Industrial Resilience: Risks and Mitigation Strategies in the Automotive Industry

This interdisciplinary research project concerns several research areas of the EPSRC. The focus is on "Operational Research" in order to enable improved decision-making. By analysing operational practices and structural patterns in production and supply networks, the aim of the dissertation project is to identify vulnerabilities in these networks which compromise product safety. Large parts of the operational patterns leading to high profile recalls in many industries in recent years have not been investigated. Recent research has shed some light on possible reasons, for example increasingly complex products have been identified as a source of increasing recall rates. Moreover, the application of new technologies in products with critical safety requirements, such as consumer goods, brings new challenges for management practices and engineering. For example, recalls related to autonomous vehicle technologies increased exponentially within the past 10 years and are expected to increase further. First approaches for mitigation measures to deal with high profile recalls have already been formulated by multiple research scholars and for various industries. These include measures on a policy level, such as the implementation of new standards and regulations as well as an increase in traceability, for example by applying RFID technology. However, these approaches remain fragmented and more importantly, the problem of increasing recall rates in large industry sectors such as automobile production, remain critical . The analysis of recall patterns during my master's thesis indicated that design flaws in products as well as production flaws are root causes of product malfunctions. Yet the question remains what are effective countermeasures on a root cause level?

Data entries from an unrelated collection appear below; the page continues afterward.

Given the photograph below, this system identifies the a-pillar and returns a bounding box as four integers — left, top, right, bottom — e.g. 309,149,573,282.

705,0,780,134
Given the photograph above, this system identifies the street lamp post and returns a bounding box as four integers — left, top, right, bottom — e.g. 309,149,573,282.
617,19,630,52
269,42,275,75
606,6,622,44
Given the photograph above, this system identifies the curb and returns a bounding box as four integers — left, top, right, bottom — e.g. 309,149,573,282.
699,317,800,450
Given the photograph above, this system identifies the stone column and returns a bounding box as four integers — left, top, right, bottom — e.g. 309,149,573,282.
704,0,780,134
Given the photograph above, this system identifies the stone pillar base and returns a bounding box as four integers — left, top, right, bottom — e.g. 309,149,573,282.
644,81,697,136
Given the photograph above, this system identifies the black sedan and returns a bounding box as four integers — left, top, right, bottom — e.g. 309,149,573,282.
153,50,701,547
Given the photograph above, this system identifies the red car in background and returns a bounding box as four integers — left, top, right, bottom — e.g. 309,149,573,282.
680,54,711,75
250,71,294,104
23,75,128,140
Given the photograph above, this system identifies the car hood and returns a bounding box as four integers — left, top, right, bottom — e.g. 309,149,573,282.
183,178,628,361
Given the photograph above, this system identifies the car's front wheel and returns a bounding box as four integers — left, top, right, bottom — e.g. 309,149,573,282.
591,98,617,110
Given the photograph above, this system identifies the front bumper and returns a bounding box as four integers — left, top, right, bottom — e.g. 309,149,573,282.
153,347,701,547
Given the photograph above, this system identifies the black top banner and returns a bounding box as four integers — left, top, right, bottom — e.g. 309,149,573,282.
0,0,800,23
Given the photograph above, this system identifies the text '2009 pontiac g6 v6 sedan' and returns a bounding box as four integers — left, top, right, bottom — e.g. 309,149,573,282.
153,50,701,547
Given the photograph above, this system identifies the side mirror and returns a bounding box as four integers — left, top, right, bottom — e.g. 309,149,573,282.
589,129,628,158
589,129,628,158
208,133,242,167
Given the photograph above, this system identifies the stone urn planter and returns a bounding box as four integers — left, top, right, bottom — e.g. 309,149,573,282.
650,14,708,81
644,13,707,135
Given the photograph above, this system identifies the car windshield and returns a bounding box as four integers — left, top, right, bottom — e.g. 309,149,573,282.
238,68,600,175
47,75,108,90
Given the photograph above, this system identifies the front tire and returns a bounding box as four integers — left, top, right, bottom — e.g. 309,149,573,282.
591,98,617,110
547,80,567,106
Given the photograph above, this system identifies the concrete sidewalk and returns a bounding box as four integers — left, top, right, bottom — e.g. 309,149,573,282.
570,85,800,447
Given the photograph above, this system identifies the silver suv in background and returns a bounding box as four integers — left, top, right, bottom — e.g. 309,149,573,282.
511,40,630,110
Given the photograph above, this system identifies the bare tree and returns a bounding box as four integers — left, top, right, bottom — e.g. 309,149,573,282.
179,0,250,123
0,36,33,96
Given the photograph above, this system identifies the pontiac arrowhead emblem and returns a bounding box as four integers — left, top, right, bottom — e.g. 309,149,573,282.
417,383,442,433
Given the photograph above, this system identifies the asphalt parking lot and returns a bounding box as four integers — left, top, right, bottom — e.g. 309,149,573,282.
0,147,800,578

How are they addressed by current management practices? Therefore, the dissertation aims to discuss the causes of product recalls and to develop strategies for increasing product safety.
Furthermore, this research will rely on a mixed method approach and the research area "Artificial Intelligence Technologies" will be of relevance for this dissertation. Much of the potential of AI analytics in manufacturing is not realized yet. A recent study finds that for automotive and assembly alone, annual efficiency gains from AI analytics are estimated to 300 $bn. In this context, analytics applications for risks related to product malfunctions are various. For example, firms sometimes seek reactive recall strategies rather than preventive strategies, meaning that recalls are announced only after a safety hazard has caused injuries or deaths. With new technologies such as predictive analytics, predicting product malfunctions could prevent deaths and could at the same time increase operational efficiency and product conformity, using information in an early stage to correct flaws in design or production. In addition, managers today are often confronted with the question whether a recall should be issued if there are indications of a product malfunction, but no specific evidence. A predictive algorithm therefore could also be a decision support tool for practitioners, in case potentially malfunctioning products entered the market. Whereas well-established quality management techniques, such as "failure modes and effect analysis" are nowadays a prerequisite for component approvals in multiple industrial sectors, new approaches that include data analytics are likely to become more relevant.